Hay quien piensa como un infortunio que las elecciones en Honduras toquen a finales de noviembre, porque cada cuatro años arruina las Navidades. No debería de ser así, pero el odio irascible entre los políticos contagia a una sociedad rota, manipulada por la desinformación y arrastrada al desasosiego y a las malas vibras, sólo por la avaricia de unos cuantos.
Estamos claros -o deberíamos Estarlo en que la política es, hasta ahora, el arquetipo funcional que crearon los humanos para vivir juntos, con el ideal de debatir y decidir los asuntos públicos en base al interés de todos. Bueno, eso en una democracia sana, y no en este incontrolable avispero donde esos cuantos y sus secuaces han manejado por décadas el poder para beneficiarse con indignante impunidad.

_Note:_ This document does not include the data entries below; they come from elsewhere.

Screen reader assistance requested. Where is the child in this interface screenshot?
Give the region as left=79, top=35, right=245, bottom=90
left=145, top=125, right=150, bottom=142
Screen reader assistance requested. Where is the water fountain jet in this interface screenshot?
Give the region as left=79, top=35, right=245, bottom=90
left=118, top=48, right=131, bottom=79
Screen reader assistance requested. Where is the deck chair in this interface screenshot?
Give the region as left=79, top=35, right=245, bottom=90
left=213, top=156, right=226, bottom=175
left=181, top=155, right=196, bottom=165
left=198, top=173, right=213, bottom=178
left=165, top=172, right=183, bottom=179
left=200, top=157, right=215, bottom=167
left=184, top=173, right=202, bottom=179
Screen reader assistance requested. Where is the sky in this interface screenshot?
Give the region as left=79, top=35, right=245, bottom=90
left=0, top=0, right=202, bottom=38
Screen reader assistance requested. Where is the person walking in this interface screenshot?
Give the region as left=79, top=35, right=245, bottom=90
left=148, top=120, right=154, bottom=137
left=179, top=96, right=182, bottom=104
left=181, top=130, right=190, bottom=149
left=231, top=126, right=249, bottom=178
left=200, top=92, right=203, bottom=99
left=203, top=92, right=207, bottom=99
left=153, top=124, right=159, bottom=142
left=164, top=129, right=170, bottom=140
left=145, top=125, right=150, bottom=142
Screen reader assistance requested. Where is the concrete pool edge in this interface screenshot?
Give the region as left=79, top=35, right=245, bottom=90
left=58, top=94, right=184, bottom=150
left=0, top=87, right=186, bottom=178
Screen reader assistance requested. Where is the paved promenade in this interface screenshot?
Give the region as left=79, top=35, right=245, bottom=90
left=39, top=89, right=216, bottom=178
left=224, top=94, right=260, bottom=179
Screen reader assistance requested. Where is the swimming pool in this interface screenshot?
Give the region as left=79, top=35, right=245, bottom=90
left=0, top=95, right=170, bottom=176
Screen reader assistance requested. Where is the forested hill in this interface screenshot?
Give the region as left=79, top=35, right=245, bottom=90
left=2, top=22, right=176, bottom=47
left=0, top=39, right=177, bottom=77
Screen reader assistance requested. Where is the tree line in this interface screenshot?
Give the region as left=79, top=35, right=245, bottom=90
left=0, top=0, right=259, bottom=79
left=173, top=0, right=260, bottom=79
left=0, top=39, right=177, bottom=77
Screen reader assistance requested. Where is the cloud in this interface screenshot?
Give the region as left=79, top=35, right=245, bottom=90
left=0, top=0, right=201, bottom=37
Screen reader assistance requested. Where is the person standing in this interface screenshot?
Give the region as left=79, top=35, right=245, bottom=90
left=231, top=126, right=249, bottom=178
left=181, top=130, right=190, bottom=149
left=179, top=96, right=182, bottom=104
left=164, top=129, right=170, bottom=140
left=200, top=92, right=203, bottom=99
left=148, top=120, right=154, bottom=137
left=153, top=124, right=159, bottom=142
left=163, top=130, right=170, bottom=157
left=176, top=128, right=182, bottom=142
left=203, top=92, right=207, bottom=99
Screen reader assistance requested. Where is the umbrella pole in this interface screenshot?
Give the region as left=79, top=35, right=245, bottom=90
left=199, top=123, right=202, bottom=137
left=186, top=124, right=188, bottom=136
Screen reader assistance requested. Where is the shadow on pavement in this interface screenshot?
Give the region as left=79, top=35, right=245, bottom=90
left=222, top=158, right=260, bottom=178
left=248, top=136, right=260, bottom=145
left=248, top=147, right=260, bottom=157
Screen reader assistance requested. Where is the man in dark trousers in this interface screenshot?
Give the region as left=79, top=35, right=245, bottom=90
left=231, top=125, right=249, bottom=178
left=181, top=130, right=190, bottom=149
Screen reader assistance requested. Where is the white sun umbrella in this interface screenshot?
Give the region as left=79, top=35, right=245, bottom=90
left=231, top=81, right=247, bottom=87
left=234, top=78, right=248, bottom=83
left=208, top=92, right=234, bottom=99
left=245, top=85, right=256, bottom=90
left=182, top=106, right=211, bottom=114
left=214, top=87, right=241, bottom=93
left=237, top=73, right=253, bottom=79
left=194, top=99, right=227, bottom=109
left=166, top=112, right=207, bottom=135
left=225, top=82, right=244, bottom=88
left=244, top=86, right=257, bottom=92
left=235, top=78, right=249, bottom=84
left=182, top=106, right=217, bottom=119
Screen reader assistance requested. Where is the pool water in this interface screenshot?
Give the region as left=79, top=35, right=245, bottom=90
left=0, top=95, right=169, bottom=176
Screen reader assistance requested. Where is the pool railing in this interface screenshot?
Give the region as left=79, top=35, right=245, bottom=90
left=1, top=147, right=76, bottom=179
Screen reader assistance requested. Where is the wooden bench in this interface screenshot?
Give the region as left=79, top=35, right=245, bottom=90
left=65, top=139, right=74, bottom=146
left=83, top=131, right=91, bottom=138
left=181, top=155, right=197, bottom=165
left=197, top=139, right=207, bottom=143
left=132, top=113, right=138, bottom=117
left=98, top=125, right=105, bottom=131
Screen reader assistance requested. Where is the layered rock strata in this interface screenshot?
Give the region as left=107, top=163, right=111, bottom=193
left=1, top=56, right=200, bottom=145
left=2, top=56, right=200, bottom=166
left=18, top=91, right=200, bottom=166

Casi desde su fundación, el Estado hondureño fue forzado a someterse a capitalistas locales, a compañías extranjeras, mezclados con conveniencias religiosas, que nos han arrastrado despiadados a una de las pobrezas más punzantes y persistentes de América Latina: al subdesarrollo total, integral, no sólo económico, también intelectual.
Basta con leer un poco de Historia para saberlo, y si el azar le permite una vueltita por los países de la región, da una cosita por dentro ver cómo se desarrollaron mucho más que nosotros; no digamos si la vida se pone atenta y lo pasea por calles de Europa, o si la suerte lo lleva hasta China a ver el futuro. Entonces uno se entera que llevamos siglos de atraso, y es inevitable la maledicencia contra esos bárbaros que nos han hundido tanto y, lo peor, que insisten en controlar el poder.
Se nota muchísimo en el Congreso Nacional: un pandemonio. Debería representarnos a todos; sin embargo, a muchos diputados -con atrevido descaro y efusiva agresividad- no les importa violar las leyes para defender a quienes financian sus prósperas vidas y costosas campañas: comerciantes, empresarios, criminales y alguna embajada. Es fácil identificarlos: son los más ofensivos, pendencieros, bulliciosos y mediáticos.
Es verdad que hay buenos diputados, pero si los contamos con las manos, nos sobran dedos. Estos congresistas malandrines del bipartidismo tradicional -los conocemos y cargamos desde los nefastos gobiernos anteriores- se confunden con otros y otras de reducidos partiditos, y entre gritos, rabietas e insufrible ignorancia, mantienen el caos y la anarquía queriendo controlar el Congreso.
Bajo su inocultable y desesperada ambición de poder, y sus peligrosos compromisos, presionan a los órganos electorales -CNE y TJE- para que cometan repetidos delitos, fraudes, boicots, trampas, artimañas e intrigas que destruyen la credibilidad en las instituciones y generan una sensación de incertidumbre y desasosiego.
Las elecciones deberían ser como una fiesta cívica, pero con estos tipos no se puede. Y para colmo, también se roban el espíritu navideño y el ambiente festivo. Son peores que el Grinch.